Our patient is a 65-year-old man who presented initially to the neurosurgery clinic in 8/2011 after noticing difficulty with his vision. His past-medical history was positive only for hypertension. He had no previous surgical history, no prior colonoscopies and no family history of colon cancer. His only gastrointestinal complaint was chronic mild constipation, and he denied any melena, hematochezia, changes in bowel pattern or weight loss. On exam, he was noted to have a left lower quadrant visual field loss (left inferior quadrantanopsia). A brain MRI showed an enhancing lesion in the right occipital lobe. Three days after his clinic visit he underwent a right occipital craniotomy with resection of the tumor, with intraoperative concern for incomplete resection. Pathology results were positive for adenocarcinoma with signet ring features. Tumor cells were positive for CK20 and negative for CK7 and TTF1, suggestive of a colorectal primary lesion.

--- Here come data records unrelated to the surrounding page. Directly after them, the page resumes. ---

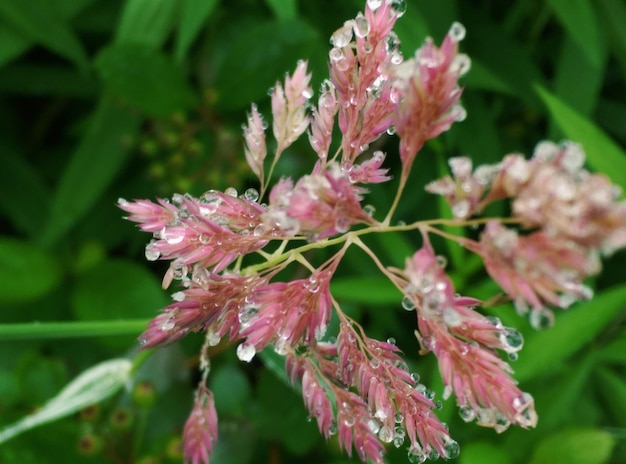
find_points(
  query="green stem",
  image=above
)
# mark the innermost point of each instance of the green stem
(70, 329)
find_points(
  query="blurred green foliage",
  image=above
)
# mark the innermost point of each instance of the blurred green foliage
(101, 99)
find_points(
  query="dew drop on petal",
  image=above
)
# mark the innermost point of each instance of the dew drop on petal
(251, 194)
(385, 434)
(373, 425)
(361, 26)
(407, 304)
(245, 352)
(457, 32)
(374, 4)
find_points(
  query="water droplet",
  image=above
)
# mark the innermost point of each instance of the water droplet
(511, 339)
(213, 338)
(361, 26)
(342, 36)
(541, 318)
(369, 210)
(459, 113)
(451, 317)
(467, 413)
(374, 4)
(461, 64)
(407, 303)
(399, 6)
(385, 434)
(168, 323)
(373, 425)
(151, 253)
(457, 32)
(342, 224)
(251, 194)
(245, 352)
(451, 449)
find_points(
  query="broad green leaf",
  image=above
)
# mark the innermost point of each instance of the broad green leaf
(370, 290)
(572, 330)
(59, 81)
(575, 446)
(258, 56)
(396, 246)
(145, 78)
(117, 290)
(578, 80)
(613, 18)
(92, 386)
(232, 390)
(26, 272)
(97, 160)
(282, 415)
(613, 388)
(484, 453)
(603, 154)
(194, 14)
(41, 22)
(23, 195)
(283, 10)
(146, 22)
(579, 19)
(12, 44)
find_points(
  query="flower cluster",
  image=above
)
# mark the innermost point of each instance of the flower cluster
(228, 252)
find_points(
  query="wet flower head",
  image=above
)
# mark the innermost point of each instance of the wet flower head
(230, 253)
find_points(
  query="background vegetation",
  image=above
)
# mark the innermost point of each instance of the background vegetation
(101, 99)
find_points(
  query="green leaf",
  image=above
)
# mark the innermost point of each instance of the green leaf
(578, 80)
(603, 154)
(579, 19)
(284, 10)
(145, 78)
(12, 44)
(117, 290)
(282, 416)
(92, 386)
(232, 391)
(146, 22)
(614, 18)
(613, 388)
(575, 446)
(370, 290)
(23, 195)
(26, 272)
(194, 14)
(572, 330)
(95, 163)
(484, 453)
(41, 22)
(257, 56)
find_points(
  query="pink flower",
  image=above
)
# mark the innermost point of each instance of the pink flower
(289, 106)
(255, 147)
(358, 68)
(464, 343)
(323, 121)
(319, 205)
(430, 93)
(288, 314)
(200, 430)
(535, 270)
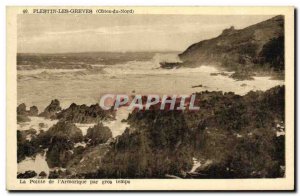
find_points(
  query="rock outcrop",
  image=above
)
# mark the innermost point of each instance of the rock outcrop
(85, 114)
(51, 110)
(259, 47)
(98, 134)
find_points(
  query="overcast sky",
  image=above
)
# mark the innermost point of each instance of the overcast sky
(85, 33)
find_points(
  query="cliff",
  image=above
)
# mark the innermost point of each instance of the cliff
(260, 46)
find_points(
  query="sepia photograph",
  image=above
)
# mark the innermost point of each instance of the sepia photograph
(125, 94)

A CT of the chest, abdomen and pelvis, PET and MRI of the liver were obtained, showing a mass in the proximal ascending colon and pericolonic adenopathy but no other evidence of metastatic disease. A colonoscopy demonstrated an ascending colon mass and biopsies of the lesion revealed poorly differentiated adenocarcinoma with signet ring features. CEA was markedly elevated at 140.8 ng/mL. Three weeks after the brain metastasis resection, he underwent a laparoscopic right hemi-colectomy. Pathology confirmed moderately differentiated adenocarcinoma extending into the pericolonic fat. The surgical margins were negative for tumor, and one of thirty-one lymph nodes was involved by adenocarcinoma. The cancer was classified as stage IV disease by virtue of the central nervous system (CNS) metastases (T3 N1a M1a). The patient underwent stereotactic radiosurgery (SRS) targeted to the postoperative intracranial tumor bed (5 isocenter plan to dose of 17 Gy) 6 weeks after the initial neurosurgical operation. This was followed by 12 cycles of systemic chemotherapy (FOLFOX). More details please visit:-straensenteret.no knutbrokstad.no sky1.no
Brain MRI at three months after SRS was negative, but at six months from SRS and eight months from initial presentation, there was evidence of tumor recurrence at the occipital surgical site on MRI accompanied by a rise in CEA. He was treated with partial brain fractioned radiation to the operative bed (30 Gy in 10 fractions). Continued surveillance MRI imaging subsequently has shown no evidence of persistent or recurrent disease in the brain.
Following fractionated radiotherapy, patient was offered additional chemotherapy or a watch and wait approach, and elected to defer additional chemotherapy at that time. Surveillance CT imaging of the abdomen was normal until 12 months after presentation when there was evidence of local recurrence at the ileocolonic anastomosis and at two abdominal port sites, again accompanied by a rise in CEA to 828.1 ng/mL. These were treated with surgical excision and a new ileocolic anastomosis created. After recovery, he was treated with FOLFIRI with Cetuximab. The patient recovered and is doing well without evidence of any additional recurrence. Continued surveillance is necessary however as there remains a significant risk of local site recurrence (3-15% ) and intracranial recurrence (up to 50%) in patients with similar treatments. He continues to be followed closely with serial surveillance imaging (body CT and brain MRI), colonoscopy and laboratory studies including CEA, now 29 months after presentation (Dec 2013). He has no neurologic deficits including no sensory, motor, visual or cognitive impairments.